The title to this post is the same as one of my short columns in the September Premium Newsletter, which went out yesterday. It was the search issue.
Since there have been updates in the last several hours, I wanted to follow up with a couple of thoughts on new developments. A testament to how rapidly technology changes - or at least information about what we think we know.
Google+ search
Do you have it yet? You will know if you do by looking at what is written on the search bar up top. As I just predicted 24 hours ago for newsletter readers, the integration of share and search data produces some interesting results.
You will see them labeled "best of" instead of "most recent".
This puts more information at your disposal. And I would venture an educated guess that businesses will make use of it just as soon as they can launch accounts officially.
Also, if you have not heard. Google+ is now open to everyone.
Social data targeting
There is another company that is quietly doing some work with social data. Last week, Walmart acquired a company that provides mobile ad targeting technology One Riot, to integrate to Walmart Labs, the old Kosmix.
Here's how OneRiot describes its social targeting engine for mobile ads, through a Twitter ID (slight editing):
Based on public social data that we license via our friends at Gnip, we’ve generated user interest maps for just north of 75MM active Twitter users.
This number gets bigger every day as we suck in more Tweets from the licensed hose. Meanwhile, our demographic coverage is 80% accurate for about 80% of the Twitter population.
These stats improve with every new release (approx every 3 weeks).
How to do we determine this information? We start at two points. The first is to create language models that breakdown how users tweet. The second is to study follow-graphs that reveal who users are influenced by.
By fusing these two approaches, we can find discriminating characteristics that identify a specific user as belonging to a certain demographic group or a certain interest-category group.
[...]
broader-based influencers such as @barackobama offer few discriminatory clues about their followers – as many users in many demographic groups follow the US President, to the point where any signal is drowned out by noise.
Our system spots literally tens of millions of similar subtle patterns.
These patterns then “compete” inside an artificial intelligence system that results in an accurate rendering of “who you are” according to your Twitter activity.
Pattern recognition
Search and social data targeting both take advantage of automated pattern recognition. Extract data out from the data that was put in according to specific parameters. When looking to work with data, the most important piece is the query set.
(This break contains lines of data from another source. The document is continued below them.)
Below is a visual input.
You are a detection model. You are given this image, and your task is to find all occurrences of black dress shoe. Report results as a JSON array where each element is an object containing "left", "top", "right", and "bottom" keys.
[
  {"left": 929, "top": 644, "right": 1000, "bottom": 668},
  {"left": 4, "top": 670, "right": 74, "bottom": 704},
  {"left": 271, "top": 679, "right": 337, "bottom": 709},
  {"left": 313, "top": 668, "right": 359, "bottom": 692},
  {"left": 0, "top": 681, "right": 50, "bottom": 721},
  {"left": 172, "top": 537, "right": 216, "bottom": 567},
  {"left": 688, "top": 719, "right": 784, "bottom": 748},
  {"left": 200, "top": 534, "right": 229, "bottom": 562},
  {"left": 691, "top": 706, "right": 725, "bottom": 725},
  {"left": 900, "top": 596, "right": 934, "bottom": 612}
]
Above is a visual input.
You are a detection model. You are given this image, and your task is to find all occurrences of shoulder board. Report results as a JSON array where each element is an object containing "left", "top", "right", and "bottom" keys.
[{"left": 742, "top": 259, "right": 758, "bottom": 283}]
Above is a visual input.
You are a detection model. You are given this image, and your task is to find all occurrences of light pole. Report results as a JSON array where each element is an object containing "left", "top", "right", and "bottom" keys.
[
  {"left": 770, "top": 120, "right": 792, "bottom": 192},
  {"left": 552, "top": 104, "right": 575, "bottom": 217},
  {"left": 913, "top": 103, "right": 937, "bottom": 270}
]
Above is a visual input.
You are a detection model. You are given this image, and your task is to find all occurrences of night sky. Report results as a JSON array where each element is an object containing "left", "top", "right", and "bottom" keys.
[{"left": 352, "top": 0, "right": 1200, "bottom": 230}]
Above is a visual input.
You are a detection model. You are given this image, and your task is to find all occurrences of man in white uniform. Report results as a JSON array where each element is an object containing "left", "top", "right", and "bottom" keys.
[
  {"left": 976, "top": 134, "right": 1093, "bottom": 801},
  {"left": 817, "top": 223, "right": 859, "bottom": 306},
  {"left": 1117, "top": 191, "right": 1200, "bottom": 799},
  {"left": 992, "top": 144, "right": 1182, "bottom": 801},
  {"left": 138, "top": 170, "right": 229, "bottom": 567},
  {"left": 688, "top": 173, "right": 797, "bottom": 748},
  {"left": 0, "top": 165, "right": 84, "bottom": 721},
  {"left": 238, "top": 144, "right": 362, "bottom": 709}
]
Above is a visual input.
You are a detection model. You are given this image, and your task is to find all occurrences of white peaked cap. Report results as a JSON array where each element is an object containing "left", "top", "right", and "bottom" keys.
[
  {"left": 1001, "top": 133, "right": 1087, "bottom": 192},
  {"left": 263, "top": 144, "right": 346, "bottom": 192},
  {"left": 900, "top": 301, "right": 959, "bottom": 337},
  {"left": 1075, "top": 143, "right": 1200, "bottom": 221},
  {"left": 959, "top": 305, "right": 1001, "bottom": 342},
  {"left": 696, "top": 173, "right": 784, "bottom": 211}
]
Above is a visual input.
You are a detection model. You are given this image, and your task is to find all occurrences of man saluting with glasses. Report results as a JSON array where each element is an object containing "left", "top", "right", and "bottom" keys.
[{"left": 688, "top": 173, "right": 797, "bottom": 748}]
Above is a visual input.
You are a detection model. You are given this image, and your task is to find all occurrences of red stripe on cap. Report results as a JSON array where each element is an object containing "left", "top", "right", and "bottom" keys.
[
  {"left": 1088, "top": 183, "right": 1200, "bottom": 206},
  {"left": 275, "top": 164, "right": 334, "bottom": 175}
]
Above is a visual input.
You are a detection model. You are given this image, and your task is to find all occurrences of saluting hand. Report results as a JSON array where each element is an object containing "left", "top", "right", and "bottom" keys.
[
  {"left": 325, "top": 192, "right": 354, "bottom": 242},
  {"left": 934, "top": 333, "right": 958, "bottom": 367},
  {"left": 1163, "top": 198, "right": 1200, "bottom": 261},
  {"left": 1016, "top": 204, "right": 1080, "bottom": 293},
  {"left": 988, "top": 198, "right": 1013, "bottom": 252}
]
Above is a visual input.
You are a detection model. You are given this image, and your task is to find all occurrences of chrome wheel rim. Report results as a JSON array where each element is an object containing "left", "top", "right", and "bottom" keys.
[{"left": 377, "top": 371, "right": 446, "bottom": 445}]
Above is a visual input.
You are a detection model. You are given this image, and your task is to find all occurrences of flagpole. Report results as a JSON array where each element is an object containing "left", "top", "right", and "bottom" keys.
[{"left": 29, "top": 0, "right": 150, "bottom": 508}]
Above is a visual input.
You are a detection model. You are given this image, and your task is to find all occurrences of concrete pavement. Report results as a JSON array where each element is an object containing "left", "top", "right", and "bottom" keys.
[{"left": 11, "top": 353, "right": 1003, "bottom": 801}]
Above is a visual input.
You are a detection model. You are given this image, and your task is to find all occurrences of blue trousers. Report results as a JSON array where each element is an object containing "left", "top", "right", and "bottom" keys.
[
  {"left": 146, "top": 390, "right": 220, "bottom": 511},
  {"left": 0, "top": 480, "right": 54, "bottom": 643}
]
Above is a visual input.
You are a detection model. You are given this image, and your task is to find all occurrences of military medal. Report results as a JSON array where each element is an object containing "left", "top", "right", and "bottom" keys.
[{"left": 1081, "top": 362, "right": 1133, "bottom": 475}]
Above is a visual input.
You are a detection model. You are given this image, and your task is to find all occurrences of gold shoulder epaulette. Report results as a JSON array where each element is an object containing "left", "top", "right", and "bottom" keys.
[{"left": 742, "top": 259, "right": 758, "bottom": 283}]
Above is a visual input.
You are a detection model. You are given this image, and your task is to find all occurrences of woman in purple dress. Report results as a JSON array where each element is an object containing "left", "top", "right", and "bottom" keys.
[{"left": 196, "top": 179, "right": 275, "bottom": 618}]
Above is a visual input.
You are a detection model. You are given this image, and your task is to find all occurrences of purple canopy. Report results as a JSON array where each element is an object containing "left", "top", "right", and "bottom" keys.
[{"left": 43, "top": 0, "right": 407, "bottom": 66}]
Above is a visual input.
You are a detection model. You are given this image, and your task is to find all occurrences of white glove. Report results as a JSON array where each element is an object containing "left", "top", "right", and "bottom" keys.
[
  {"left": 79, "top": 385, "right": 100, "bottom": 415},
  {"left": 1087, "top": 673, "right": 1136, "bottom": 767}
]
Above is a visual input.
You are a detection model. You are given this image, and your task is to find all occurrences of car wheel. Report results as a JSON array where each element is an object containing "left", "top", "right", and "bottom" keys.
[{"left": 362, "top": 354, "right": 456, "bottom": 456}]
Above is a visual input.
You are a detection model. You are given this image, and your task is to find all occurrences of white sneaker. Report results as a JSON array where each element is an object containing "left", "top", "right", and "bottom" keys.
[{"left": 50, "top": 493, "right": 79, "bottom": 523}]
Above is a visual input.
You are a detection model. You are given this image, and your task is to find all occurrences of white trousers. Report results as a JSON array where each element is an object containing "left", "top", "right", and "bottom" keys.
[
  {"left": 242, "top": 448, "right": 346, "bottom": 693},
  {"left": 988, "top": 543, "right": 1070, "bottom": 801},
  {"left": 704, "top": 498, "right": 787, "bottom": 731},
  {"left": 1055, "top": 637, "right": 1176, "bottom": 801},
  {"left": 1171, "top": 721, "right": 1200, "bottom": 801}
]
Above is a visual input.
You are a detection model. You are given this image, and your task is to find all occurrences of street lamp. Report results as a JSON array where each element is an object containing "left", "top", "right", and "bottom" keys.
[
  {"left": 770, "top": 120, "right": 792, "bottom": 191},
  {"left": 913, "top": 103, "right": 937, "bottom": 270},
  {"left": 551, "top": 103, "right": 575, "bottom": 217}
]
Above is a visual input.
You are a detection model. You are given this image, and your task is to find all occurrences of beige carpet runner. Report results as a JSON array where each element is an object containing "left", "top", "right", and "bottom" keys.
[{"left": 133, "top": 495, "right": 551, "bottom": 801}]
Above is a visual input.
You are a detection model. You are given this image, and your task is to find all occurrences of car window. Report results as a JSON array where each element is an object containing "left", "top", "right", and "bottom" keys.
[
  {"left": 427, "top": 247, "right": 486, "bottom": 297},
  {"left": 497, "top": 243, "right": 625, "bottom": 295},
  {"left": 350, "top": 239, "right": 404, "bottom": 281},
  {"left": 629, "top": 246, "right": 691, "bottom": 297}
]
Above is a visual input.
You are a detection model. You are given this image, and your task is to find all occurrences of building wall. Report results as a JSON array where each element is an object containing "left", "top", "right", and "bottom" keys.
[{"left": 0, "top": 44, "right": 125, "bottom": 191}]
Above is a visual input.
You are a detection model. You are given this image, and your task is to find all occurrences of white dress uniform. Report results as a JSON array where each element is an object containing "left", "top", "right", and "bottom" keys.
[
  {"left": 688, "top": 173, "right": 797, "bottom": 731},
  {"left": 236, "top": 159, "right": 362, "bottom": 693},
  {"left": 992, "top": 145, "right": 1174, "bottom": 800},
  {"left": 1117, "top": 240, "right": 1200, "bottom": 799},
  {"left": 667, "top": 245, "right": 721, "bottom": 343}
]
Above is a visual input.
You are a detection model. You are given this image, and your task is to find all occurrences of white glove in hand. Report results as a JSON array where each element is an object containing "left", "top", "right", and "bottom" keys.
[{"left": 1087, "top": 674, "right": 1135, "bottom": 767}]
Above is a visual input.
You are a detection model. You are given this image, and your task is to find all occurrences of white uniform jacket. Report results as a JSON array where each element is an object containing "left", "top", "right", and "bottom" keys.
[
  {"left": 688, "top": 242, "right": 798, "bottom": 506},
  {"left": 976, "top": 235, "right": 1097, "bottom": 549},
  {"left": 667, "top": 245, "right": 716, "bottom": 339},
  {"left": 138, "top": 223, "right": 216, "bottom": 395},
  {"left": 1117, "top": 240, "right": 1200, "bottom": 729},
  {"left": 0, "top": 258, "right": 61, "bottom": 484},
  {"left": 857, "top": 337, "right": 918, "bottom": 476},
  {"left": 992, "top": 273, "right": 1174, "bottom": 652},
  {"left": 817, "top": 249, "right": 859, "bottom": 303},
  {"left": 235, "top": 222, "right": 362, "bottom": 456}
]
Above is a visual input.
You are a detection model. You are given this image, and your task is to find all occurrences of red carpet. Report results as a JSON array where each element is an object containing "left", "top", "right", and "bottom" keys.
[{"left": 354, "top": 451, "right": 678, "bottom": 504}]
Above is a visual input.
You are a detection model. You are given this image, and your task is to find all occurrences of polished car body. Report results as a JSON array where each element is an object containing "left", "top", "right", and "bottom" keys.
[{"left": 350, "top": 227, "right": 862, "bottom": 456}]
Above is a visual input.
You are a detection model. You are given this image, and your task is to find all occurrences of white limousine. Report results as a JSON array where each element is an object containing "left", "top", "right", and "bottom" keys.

Machines driven by algorithms, operating on massive amounts of data mostly operate by exclusion - this is not - they just do it incredibly fast. Although, there are reports of some machines being programmed to learn from past queries.
The human brain, on the other hand, does pattern recognition in the opposite fashion: by inferring meaning or connection from the minimum amount of information possible. It is a marvel of engineering. Try it.
At the next dinner party, pull together a list of first names of musicians. Only the first names. Then flash them in a random sequence from most common to increasingly least common, and see how quickly your guests guess what they all have in common.
My guess is very fast.
In search of certainty
Why is search so important? We search for answers.
My friend Jonathan is working on providing context around his upcoming book: Uncertainty. He's doing that by telling the story that moved him to write it.
I left a comment on his latest post titled have a little faith: we never let down the people who believe in us. Part of it is also believing in yourself and your business - the value of your trade.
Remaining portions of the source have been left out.